Para pecandu sering tidak berusaha menyembunyikan kenyataan bahwa mereka menggunakan Narkoba dari anak-anak mereka. tidaklah aneh jika menemukan bungkusan ataupun suntikan heroin bekas pakai di laci maupun lemari pada saat anak-anak mereka berada di sana.
Kisah menyedihkan lainnya yang pernah saya alami adalah pada saat melakukan penggerebekan di sebuah rumah susun di Bedok. Kami menggeledah rumah pengedar narkotik dan menagkap dia setelah menemukan heroin yang disembunyikan di berbagai tempat. Kami mengetahui bahwa para pecandu secara teratur akan datang ke sana untuk membeli narkotik, sehingga kami menunggu di sana untuk menagkap basah si pecandu yang datang karena tidak dapat menghindar untuk membeli narkotik.
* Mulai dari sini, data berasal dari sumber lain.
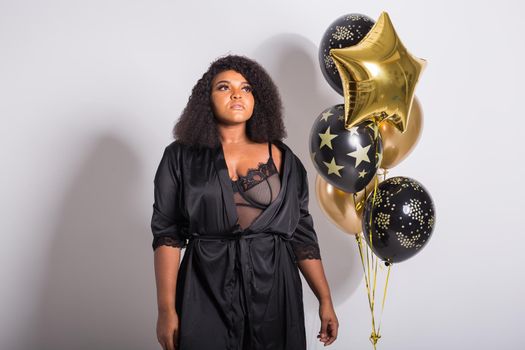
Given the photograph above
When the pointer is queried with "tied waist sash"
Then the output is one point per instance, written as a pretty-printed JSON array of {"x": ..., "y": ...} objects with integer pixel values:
[{"x": 243, "y": 261}]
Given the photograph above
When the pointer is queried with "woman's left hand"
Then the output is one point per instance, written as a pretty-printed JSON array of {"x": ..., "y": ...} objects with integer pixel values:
[{"x": 329, "y": 323}]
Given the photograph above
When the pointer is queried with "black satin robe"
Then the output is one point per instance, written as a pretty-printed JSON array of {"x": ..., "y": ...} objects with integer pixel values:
[{"x": 236, "y": 288}]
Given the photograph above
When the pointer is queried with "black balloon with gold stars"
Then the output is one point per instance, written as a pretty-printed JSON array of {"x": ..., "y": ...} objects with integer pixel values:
[
  {"x": 400, "y": 219},
  {"x": 346, "y": 158},
  {"x": 345, "y": 31}
]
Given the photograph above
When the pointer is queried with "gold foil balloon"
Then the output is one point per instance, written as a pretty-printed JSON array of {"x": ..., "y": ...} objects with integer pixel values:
[
  {"x": 397, "y": 145},
  {"x": 379, "y": 76},
  {"x": 339, "y": 206}
]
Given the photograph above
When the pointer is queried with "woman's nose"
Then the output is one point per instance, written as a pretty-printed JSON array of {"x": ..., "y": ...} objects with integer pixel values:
[{"x": 236, "y": 94}]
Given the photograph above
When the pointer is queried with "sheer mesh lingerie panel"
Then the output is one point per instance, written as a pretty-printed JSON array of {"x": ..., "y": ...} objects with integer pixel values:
[
  {"x": 258, "y": 189},
  {"x": 255, "y": 191}
]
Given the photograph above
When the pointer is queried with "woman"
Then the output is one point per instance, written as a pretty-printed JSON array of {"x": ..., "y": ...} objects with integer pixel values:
[{"x": 231, "y": 193}]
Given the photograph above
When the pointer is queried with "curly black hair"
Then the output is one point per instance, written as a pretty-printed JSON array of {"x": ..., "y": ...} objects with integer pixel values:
[{"x": 197, "y": 125}]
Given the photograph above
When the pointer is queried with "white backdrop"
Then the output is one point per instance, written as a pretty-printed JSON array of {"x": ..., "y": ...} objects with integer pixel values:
[{"x": 89, "y": 92}]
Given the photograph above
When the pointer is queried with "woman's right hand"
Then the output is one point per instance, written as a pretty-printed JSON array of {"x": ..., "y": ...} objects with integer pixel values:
[{"x": 168, "y": 329}]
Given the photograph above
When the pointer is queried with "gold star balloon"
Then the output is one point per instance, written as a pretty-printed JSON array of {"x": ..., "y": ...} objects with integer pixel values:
[{"x": 379, "y": 77}]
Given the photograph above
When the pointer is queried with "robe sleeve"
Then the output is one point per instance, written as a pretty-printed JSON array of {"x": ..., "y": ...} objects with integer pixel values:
[
  {"x": 304, "y": 240},
  {"x": 168, "y": 222}
]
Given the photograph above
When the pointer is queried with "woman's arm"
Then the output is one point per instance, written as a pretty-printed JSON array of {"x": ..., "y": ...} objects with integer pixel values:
[
  {"x": 166, "y": 262},
  {"x": 313, "y": 272}
]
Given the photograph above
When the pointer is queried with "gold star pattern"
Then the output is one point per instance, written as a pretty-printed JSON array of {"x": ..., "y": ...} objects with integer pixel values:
[
  {"x": 353, "y": 131},
  {"x": 325, "y": 116},
  {"x": 326, "y": 138},
  {"x": 360, "y": 154},
  {"x": 379, "y": 76},
  {"x": 333, "y": 168},
  {"x": 379, "y": 159},
  {"x": 373, "y": 126}
]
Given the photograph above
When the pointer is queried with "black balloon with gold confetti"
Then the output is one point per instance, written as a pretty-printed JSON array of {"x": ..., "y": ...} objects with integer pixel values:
[
  {"x": 345, "y": 31},
  {"x": 346, "y": 158},
  {"x": 399, "y": 220}
]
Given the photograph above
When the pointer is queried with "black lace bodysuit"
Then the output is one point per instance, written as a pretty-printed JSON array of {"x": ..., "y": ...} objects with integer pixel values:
[{"x": 258, "y": 189}]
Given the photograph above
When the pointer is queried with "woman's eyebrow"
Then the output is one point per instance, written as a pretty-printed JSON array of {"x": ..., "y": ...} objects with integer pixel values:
[{"x": 227, "y": 81}]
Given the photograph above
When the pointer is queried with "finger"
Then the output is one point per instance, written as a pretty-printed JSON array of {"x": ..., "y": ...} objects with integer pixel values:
[
  {"x": 176, "y": 339},
  {"x": 169, "y": 343},
  {"x": 324, "y": 330},
  {"x": 333, "y": 327}
]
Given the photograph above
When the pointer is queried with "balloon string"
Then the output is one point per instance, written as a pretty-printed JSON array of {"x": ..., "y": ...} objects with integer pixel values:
[{"x": 384, "y": 297}]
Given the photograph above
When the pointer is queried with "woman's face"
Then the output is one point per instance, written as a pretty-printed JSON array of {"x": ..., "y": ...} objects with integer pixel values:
[{"x": 232, "y": 98}]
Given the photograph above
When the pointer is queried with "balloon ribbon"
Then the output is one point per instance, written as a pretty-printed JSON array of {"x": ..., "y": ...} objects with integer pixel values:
[{"x": 370, "y": 265}]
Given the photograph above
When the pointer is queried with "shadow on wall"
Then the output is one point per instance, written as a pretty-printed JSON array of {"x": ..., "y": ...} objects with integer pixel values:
[
  {"x": 292, "y": 62},
  {"x": 95, "y": 294}
]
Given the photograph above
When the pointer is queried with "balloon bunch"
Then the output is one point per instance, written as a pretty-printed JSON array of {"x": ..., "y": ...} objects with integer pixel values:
[{"x": 376, "y": 127}]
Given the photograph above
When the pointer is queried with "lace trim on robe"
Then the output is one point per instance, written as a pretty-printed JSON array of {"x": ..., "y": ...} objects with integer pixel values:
[
  {"x": 169, "y": 241},
  {"x": 306, "y": 251}
]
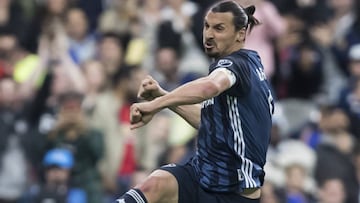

Kemudian datanglah seorang wanita dengan bayi dalam gendongannya tiba di pintu itu. Dia terkejut ketika saya membukakan pintu. Merasa ada yang tidak beres, dia mengembalikan ketenangannya dan berbalik seperti hendak pergi. Saya segera menangkap dia dengan tuduhan penggunaan Narkoba. Dia memprotes keras bahwa dia tidak bersalah dan meminta penjelasan mengapa CNB menagkap seorang ibu yang tidak berbahaya dan bayinya. Dia mengaku hendak mengunjungi temannya. Ketika saya bertanya berapa nomor telepon temannya, dia tidak dapat memberikan saya sebuah nomor pun. Dia lupa, katanya.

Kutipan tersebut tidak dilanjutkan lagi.